To assess the proportion of unique sequence-mapping reads accounted for by dark matter transcripts in RNA-Seq data, we compared the mapped sequencing data to the combined set of known gene annotations from the three major genome databases (UCSC, NCBI, and ENSEMBL, together referred to here as "annotated" or "known" genes). When considering uniquely mapped reads in all human and mouse samples, the vast majority of reads (88%) originate from exonic regions of known genes. These figures are consistent with previously reported fractions of exonic reads of between 75% and 96% for unique reads, including those of the original studies from which some of the RNA-Seq data in this study were derived. When including introns, as much as 92%-93% of all reads can be accounted for by annotated gene regions. A further 4%-5% of reads map to unannotated genomic regions that can be aligned to spliced ESTs and mRNAs from high-throughput cDNA sequencing efforts, and only 2.2%-2.5% of reads cannot be explained by any of the aforementioned categories.

Furthermore, when they looked at where the mysterious transcripts are coming from, they are most frequently from regions of DNA near known genes, not just out of deep intergenic regions. This also suggests that they're an artifact, like an extended transcription of a gene, or from other possibly regulatory bits, like pasRNA (promoter-associated small RNAs — there's a growing cloud of xxxRNA acronyms growing out there, but while they may be extremely useful, like siRNA, they're still tiny as a fraction of the total genome. Don't look for demolition of the concept of junk DNA here).

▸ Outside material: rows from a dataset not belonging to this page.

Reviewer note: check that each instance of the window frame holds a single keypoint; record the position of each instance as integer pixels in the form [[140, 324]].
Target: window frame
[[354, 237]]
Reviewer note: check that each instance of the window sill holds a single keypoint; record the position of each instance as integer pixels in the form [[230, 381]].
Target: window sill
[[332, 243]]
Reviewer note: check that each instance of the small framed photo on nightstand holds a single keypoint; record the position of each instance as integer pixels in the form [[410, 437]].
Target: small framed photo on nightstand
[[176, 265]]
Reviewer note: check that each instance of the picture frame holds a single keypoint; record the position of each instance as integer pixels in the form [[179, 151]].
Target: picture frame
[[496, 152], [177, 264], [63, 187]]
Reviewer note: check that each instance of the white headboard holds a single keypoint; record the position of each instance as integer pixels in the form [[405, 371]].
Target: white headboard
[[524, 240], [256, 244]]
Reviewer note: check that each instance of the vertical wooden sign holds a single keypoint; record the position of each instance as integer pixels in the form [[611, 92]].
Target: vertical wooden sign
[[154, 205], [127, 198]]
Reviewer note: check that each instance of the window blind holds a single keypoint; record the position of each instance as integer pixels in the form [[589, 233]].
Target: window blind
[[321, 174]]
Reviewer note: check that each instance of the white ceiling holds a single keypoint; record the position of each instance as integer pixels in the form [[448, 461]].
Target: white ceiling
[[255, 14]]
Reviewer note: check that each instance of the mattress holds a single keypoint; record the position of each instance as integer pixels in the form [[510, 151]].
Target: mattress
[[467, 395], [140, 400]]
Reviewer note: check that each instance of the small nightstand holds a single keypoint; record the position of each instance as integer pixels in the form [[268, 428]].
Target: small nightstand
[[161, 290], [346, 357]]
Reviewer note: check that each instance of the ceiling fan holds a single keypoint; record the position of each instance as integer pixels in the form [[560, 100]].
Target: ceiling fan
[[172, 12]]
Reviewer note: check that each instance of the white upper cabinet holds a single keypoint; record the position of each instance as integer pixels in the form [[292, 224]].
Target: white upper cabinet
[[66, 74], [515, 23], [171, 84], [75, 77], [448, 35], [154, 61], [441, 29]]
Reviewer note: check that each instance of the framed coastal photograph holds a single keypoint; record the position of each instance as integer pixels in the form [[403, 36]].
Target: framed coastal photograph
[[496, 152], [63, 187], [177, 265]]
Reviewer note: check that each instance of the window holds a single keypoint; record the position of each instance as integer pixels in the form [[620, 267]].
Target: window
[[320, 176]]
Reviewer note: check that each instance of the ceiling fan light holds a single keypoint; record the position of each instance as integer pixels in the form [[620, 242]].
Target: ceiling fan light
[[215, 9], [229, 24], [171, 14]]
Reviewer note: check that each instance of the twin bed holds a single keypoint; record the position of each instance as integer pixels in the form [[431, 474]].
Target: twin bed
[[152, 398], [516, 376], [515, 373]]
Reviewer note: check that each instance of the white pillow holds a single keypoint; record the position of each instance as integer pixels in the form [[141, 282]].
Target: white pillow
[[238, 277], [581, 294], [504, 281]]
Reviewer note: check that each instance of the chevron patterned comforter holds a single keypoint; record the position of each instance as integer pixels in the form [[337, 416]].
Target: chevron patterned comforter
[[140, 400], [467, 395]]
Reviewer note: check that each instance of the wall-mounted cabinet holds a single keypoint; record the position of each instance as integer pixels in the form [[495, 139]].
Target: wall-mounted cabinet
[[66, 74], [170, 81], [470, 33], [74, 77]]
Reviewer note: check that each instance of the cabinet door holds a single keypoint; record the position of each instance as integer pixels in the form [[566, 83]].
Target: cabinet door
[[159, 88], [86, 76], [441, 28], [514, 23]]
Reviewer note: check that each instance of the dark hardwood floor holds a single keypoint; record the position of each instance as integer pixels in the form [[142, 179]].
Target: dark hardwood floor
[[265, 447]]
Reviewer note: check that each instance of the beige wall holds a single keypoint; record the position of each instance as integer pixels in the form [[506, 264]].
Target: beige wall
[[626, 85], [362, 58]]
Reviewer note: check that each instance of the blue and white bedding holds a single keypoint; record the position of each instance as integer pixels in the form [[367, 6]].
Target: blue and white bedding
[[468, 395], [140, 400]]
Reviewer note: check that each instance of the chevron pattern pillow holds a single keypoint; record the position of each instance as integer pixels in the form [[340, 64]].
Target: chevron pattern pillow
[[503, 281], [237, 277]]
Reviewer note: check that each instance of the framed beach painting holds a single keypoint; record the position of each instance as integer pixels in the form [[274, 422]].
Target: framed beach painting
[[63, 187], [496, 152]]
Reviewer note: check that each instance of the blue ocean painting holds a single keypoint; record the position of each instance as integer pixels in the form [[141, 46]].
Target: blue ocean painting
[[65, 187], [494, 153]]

There clearly are still mysteries in there — they do identify a few novel transcripts that come up out of the intergenic regions — but they are small and rare, and the fact of their existence does not imply a functional role, since they could simply be byproducts of other processes. The only way to demonstrate that they actually do something will require experiments in genetic perturbation.

The bottom line, though, is the genome is mostly dead, transcriptionally. The junk is still junk.

van Bakel H, Nislow C, Blencowe BJ, Hughes TR (2010) Most "Dark Matter" Transcripts Are Associated With Known Genes. PLoS Biology 8(5):1-21.